Fox Photo

Fellowships

Hadley Family Foundation

The Hadley Family Foundation has generously funded three levels of Fellowships in the Animal Law Program:

JD HADLEY FAMILY FOUNDATION FELLOWSHIP

Recipients:

Lisa Scholtz (JD 2026)

Lisa is currently earning her Juris Doctor at the University of Toronto Faculty of Law. During law school Lisa has been an executive member in the Environmental Law Club and the president of the Animal Justice Club. She was the inaugural recipient of the Hadley fellowship, spending the summer after her first year of law school working at Animal Justice. Prior to law school she earned a Bachelor of Arts in Psychology at Western University.

Lisa Scholtz Photo

Maya Hribar (JD 2027)

Maya is entering her third year at the University of Toronto Faculty of Law. Since completing a degree in Criminology, Law & Society, she has spent her summers working with a non-profit organization and legal aid clinic, helping protect vulnerable groups and working towards important law reform. Maya’s projects include advocating for reform of Ontario’s air pollution regulation regime, conducting research for local projects in Northern Ontario, and currently, helping Animal Justice in important precedent-setting litigation that can significantly impact the wellbeing and lives of animals. On her spare time, Maya enjoys playing with her extremely-energic (yet adorable) Blue Heeler, collecting mugs, and binging psychological thrillers (the best ones being from the ‘90s!).

DOCTORAL AWARD

 

Recipient:

Ricardo Díaz-Alarcón (SJD Candidate)

Ricardo is a doctoral candidate at the University of Toronto. His research interests are in animal law, comparative law, and legal theory, particularly the ways in which animal law intersects with the rights of nature and Indigenous legal orders.

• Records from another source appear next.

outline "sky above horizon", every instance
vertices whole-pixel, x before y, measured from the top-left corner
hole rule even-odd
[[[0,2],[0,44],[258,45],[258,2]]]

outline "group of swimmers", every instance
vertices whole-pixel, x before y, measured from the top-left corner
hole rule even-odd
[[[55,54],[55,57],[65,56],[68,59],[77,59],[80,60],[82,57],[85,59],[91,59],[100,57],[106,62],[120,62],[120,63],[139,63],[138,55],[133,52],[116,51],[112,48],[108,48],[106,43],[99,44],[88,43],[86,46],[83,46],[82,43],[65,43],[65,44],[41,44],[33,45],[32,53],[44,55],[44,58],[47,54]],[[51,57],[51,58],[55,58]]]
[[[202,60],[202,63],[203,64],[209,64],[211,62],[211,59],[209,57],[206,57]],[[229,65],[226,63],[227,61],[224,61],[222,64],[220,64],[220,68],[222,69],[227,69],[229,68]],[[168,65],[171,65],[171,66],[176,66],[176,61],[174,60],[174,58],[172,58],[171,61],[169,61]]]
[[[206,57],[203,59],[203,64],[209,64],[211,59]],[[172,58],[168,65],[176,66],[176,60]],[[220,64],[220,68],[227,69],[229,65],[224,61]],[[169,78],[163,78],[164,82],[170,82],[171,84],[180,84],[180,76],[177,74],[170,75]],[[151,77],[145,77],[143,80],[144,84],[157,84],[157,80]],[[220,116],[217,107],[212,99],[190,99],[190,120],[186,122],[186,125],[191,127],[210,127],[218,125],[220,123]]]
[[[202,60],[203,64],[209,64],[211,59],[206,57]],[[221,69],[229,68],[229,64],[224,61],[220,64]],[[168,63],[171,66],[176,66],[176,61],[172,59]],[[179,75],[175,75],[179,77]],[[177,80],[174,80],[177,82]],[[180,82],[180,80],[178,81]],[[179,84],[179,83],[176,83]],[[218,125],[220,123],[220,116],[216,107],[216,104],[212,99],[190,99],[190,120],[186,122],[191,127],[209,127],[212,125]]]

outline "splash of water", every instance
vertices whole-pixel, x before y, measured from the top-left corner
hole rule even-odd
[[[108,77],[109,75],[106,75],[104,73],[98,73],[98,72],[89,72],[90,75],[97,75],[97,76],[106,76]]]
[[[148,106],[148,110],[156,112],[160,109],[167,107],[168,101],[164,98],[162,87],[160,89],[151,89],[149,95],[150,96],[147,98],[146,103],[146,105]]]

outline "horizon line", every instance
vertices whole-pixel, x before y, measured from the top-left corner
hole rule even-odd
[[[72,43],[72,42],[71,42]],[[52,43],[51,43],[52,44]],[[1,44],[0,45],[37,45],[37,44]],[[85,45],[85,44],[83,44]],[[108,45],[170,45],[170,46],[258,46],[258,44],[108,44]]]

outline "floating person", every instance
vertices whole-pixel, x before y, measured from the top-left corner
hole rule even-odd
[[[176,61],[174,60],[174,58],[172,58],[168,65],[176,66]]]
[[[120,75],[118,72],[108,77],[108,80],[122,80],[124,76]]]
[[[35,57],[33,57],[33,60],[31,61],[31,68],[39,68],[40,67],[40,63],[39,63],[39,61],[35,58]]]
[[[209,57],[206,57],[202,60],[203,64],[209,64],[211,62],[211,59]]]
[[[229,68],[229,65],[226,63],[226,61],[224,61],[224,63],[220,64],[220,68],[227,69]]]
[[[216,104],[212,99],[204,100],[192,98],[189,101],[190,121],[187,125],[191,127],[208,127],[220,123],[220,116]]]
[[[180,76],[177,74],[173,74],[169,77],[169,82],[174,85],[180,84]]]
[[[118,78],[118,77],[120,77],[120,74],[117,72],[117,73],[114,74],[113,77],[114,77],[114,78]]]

Ricardo received an LL.M. from Harvard Law School and an LL.B. cum laude from Los Andes University in Bogotá, Colombia. He was awarded a Public Interest Fellowship from Harvard Law School to work for one year at Animal Outlook. Prior to that, he worked for two years as a legal and policy adviser for the city council in Bogotá, where he worked on legal reforms related to the use of animals.

Ricardo Díaz-Alarcón Photo

POSTDOCTORAL FELLOWSHIP IN ANIMAL LAW

Recipient:

M.H. (Man Ha) Tse 

M.H. is the 2024-2026 Inaugural Postdoctoral Fellow in Animal Law at the University of Toronto Faculty of Law. She received her LL.M. from the Faculty in 2015 and her S.J.D. from Harvard Law School where she was affiliated with the Brooks McCormick Jr. Animal Law & Policy Program. Her postdoctoral work builds on her S.J.D.. dissertation Domestic Predation: A Legal Architecture of Human Systems of Extractive Violence (2024) and she is teaching an animal law seminar at U of T Law in the fall of 2025.

M.H. is also the creator and director of The Museum of Human Predation, at https://the-arc.org/museum, which is part of the Animal Remembrance Commission. The mission of the Museum, which includes an online archive, pop-up exhibits, and print publications, is to preserve a material record of the human practice of domestic predation on other animals and to provide a resource for public reflection on this practice.